Wednesday, May 2, 2012

The Days of My Life

"I'd rather be working to earn a paycheck than waiting to win the lottery."
                                                                                           -Bright Eyes

If you have a stable job, a paycheck is pretty much guaranteed. Is it an easy route to monetary stability? Eh. It depends what you do. Is it a fun route to monetary stability? I'm going to have to go with my aforementioned eh and again say that it depends what you do.

Let's investigate:

No matter what job I've had--and I've had a lot of jobs--should we count them? In order? Oh, let's. I love lists!

CircusPlayhouseFoxmoorQRecordsandTapesRally'sAfterthoughts InternationalPromotionsTacoBellDenny'sAustin'sBennigan'sDenny's
Garcia'sCDSourceTGIFriday'sDenny'sBarnes&NobleMercuryMedical
ShuckumsPlanetHollywoodShuckumsCheesecakeFactoryPiperHigh MiramarHigh

--I've had good days, and I've had bad. Since waitressing and teaching are the two things I did/have done the longest, those are the two that I'll talk about.

When I was a waitress, I waited on some super nice, super friendly people, and I waited on some real cretins (I worked at Denny's in the middle of the night; you seriously can't even imagine). I got awesome tips, and I got stiffed. I worked entire shifts that seemed like mere minutes, and I worked mere minutes that felt like days. I can't say I was at all sorry to take the perma-knot out of my tie, relegate my iron to the laundry room, and put my DT pin in a drawer, but I can paradoxically say that waitressing is a part of my life that I really miss.

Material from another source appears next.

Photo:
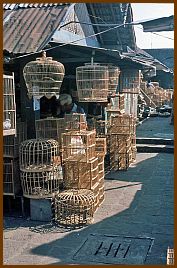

Teaching is pretty much the same. My first year of teaching was probably the worst year of my professional life. Not only did I have no idea what I was doing, but they stuck me with a bunch of behaviorally-challenged kids who couldn't read, and as if that weren't bad enough, I was pregnant and hormonal. I remember a whole lot of devastating days, a whole lot of crying on my desk after school, and a whole lot of calling in sick. As bad as it was, though, I remember a whole lot of happy every other Friday when I'd get that $981.00 paycheck, which was a considerable improvement over the meager amount I'd been making at Cheesecake giving away as many shifts as I could to whoever wanted to shark them (that's in-the-biz lingo, yo--context clue it). As much as I hated teaching year one at Piper, once I came to Miramar, things totally changed. I can't say that all my days have been filled with truffles and pansies, but I've had some of the most fulfilling days I can remember here along with the disappointing ones. And, again, when I get my paycheck every two weeks (which, thankfully, is considerably more than that $981 that used to knock my socks off), the paycheck that enables me to send my kids to private school, go to The Melting Pot when I feel like I just can't live another day without a green-goddess-stuffed mushroom, and stock up on all the Benefit, Clinique, and various brands of mascara my vanity can accommodate, I'm pretty grateful that I have it. I'm not saying I wouldn't trade it for my very own column in a newspaper or magazine (ahem) or an advance to write a book (ahem ahem), but as much as I complain, it's not really so bad.

It's definitely better than sitting around unemployed, buying lottery tickets every week and hoping for the best.